In a typical development workflow, JSON to CSV becomes valuable whenever you need to convert json arrays and objects to csv format for spreadsheets and databases. Whether you are working on a personal side project, maintaining production applications for a company, or collaborating with a distributed team across time zones, having a reliable browser-based conversion tool eliminates the need to install desktop software, write one-off scripts, or send data to third-party services that may log or retain your information. Since JSON to CSV processes everything locally on your device, your data stays private and your workflow stays uninterrupted — open a browser tab, paste your input, get your result.

Key Features

Automatic Header Extraction

Scans all objects in the array to discover every unique key, ensuring the CSV includes columns for fields that may only appear in some records.

Nested Object Flattening

Converts nested objects to flat columns using dot notation — user.address.city becomes a column header, keeping the data relationship visible.

Custom Delimiter Support

Switch between comma, semicolon, tab, or pipe delimiters to match the import requirements of your target application or regional CSV conventions.

Proper Value Escaping

Automatically wraps values containing commas, quotes, or newlines in double quotes following RFC 4180 CSV rules to prevent column misalignment.

How to Use JSON to CSV

1

Paste a JSON Array

Copy a JSON array of objects — typically from an API response or database query result — and paste it into the input area.

2

Configure Delimiter

Select comma, semicolon, tab, or pipe as your column separator based on what your target tool expects.

3

Preview the CSV Output

Review the generated CSV to confirm headers are correct, nested fields are flattened properly, and values are properly escaped.

4

Download or Copy

Copy the CSV text to your clipboard or download it as a .csv file ready for import into Excel, Google Sheets, or a database.

Use Cases

Exporting API Data to Excel

Convert a JSON array from a REST endpoint into a CSV file that non-technical stakeholders can open and analyze in their familiar spreadsheet tool.

Database Migration

Transform JSON documents from MongoDB or Elasticsearch into CSV format for bulk import into PostgreSQL, MySQL, or SQL Server via COPY or LOAD DATA commands.

Data Analysis in Pandas

Convert JSON datasets to CSV for easy loading with pandas.read_csv() when working in Jupyter notebooks or Python data pipelines.

Reporting Dashboards

Prepare JSON data as CSV for import into Tableau, Power BI, or Looker, where native CSV support simplifies data source configuration.

Pro Tips

Ensure your JSON is an array of objects with consistent keys — objects with different key sets will produce sparse CSV rows with empty cells for missing fields.
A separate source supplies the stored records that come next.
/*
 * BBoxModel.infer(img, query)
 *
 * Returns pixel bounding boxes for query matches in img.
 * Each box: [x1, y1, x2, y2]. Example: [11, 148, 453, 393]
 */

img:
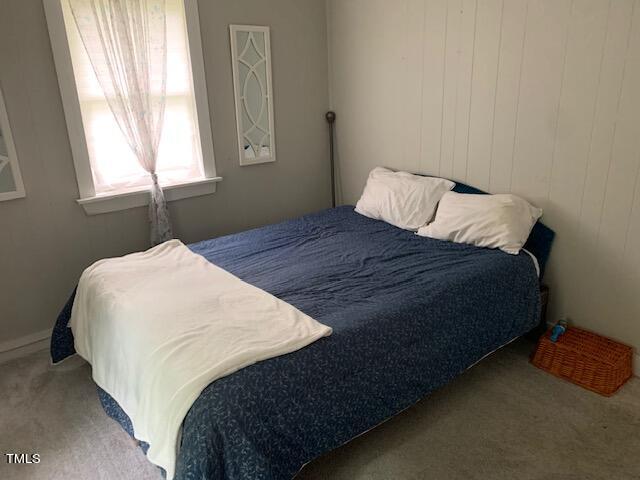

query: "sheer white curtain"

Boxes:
[69, 0, 173, 245]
Use semicolon delimiters when generating CSV for European locales where commas serve as decimal separators in numbers.

For deeply nested JSON, consider flattening or restructuring the data before conversion to produce cleaner, more usable CSV columns.

Test the CSV import in your target application with a small sample before converting large datasets to catch delimiter or encoding issues early.

Common Pitfalls

Converting a single JSON object instead of an array of objects

Fix: The converter expects an array like [{...}, {...}]. Wrap a single object in square brackets [{ your: "data" }] before converting.
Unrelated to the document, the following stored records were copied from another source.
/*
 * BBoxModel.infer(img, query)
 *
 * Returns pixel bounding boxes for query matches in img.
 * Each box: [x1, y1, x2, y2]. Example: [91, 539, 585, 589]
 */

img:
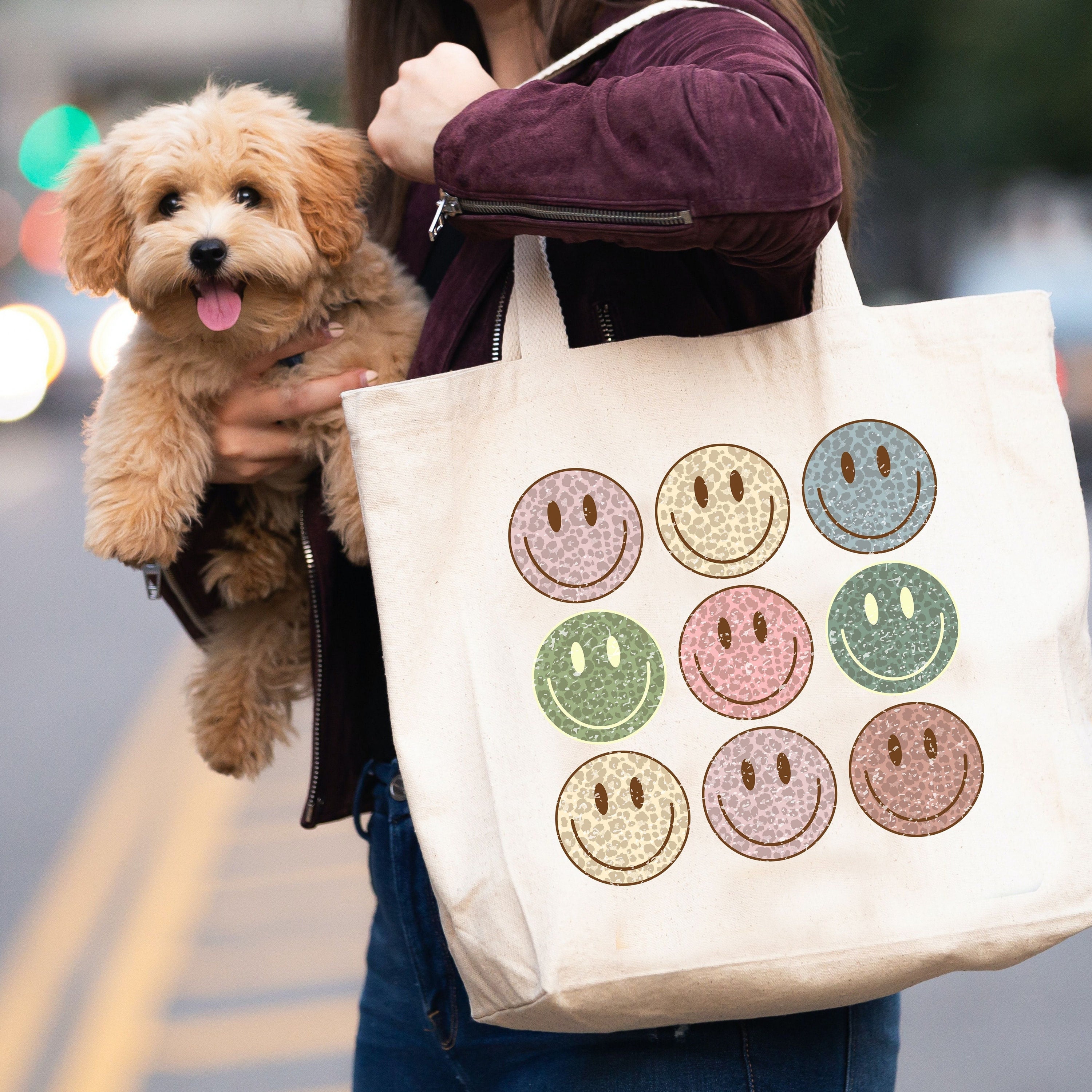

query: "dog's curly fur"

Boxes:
[63, 85, 425, 778]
Ignoring null and undefined values in the output

Fix: Null values become empty cells in CSV, which some tools interpret as empty strings rather than null. Verify how your target application handles empty cells.
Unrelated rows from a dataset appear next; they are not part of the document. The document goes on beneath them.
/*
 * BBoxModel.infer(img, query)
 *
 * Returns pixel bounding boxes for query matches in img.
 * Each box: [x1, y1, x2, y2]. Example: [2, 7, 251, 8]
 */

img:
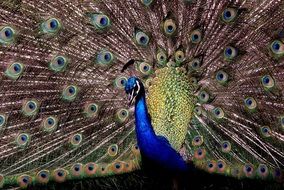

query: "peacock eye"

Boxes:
[192, 135, 203, 146]
[53, 168, 67, 182]
[107, 144, 118, 157]
[163, 19, 176, 36]
[198, 90, 209, 103]
[62, 85, 79, 101]
[261, 75, 275, 90]
[5, 63, 24, 80]
[222, 8, 237, 23]
[49, 56, 68, 72]
[224, 46, 238, 60]
[243, 164, 254, 177]
[221, 141, 231, 153]
[0, 26, 16, 44]
[135, 31, 149, 47]
[217, 160, 226, 173]
[156, 51, 167, 65]
[91, 14, 111, 30]
[41, 18, 61, 34]
[212, 107, 225, 119]
[116, 109, 129, 123]
[141, 0, 153, 6]
[16, 133, 30, 148]
[70, 133, 82, 148]
[175, 50, 184, 63]
[190, 29, 202, 44]
[17, 174, 32, 189]
[85, 162, 98, 176]
[42, 116, 58, 132]
[22, 100, 39, 116]
[84, 103, 99, 117]
[257, 164, 269, 178]
[114, 76, 127, 89]
[260, 126, 271, 137]
[189, 58, 201, 71]
[0, 114, 7, 127]
[244, 97, 257, 110]
[138, 62, 152, 75]
[270, 40, 284, 55]
[71, 163, 83, 177]
[194, 106, 202, 115]
[216, 70, 228, 84]
[96, 50, 114, 66]
[36, 170, 49, 184]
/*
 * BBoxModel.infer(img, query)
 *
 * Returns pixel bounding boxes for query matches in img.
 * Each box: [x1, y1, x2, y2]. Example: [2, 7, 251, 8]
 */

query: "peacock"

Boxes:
[0, 0, 284, 188]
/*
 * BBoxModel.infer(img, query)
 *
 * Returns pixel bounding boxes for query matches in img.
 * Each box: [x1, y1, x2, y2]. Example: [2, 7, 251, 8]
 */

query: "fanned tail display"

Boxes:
[0, 0, 284, 188]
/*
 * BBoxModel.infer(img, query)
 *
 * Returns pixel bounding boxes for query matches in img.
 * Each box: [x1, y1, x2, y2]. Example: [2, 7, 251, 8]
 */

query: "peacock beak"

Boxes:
[128, 89, 136, 106]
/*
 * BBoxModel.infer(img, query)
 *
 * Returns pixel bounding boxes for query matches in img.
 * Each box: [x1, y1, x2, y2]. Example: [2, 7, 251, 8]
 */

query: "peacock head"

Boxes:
[124, 77, 144, 105]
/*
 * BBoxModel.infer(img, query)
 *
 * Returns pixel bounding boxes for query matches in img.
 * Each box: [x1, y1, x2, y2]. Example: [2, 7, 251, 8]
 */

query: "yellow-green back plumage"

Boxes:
[0, 0, 284, 188]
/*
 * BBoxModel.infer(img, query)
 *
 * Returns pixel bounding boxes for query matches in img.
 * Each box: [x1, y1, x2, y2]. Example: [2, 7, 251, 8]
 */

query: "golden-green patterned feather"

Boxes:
[0, 0, 284, 188]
Not checking for commas inside JSON string values

Fix: The converter handles this automatically via RFC 4180 quoting, but always verify the output opens correctly in your spreadsheet application before distributing.

Frequently Asked Questions

QWhat JSON structure works best for CSV conversion?

An array of flat objects with consistent keys works best. Nested objects will be flattened or serialized as strings.

QDoes it handle nested JSON?

Nested properties are flattened using dot notation (e.g., address.city) so the data remains usable in spreadsheets.

QCan I open the CSV output in Excel?

Yes. Copy the output and save as a .csv file, or paste directly into Google Sheets. Standard CSV format is used.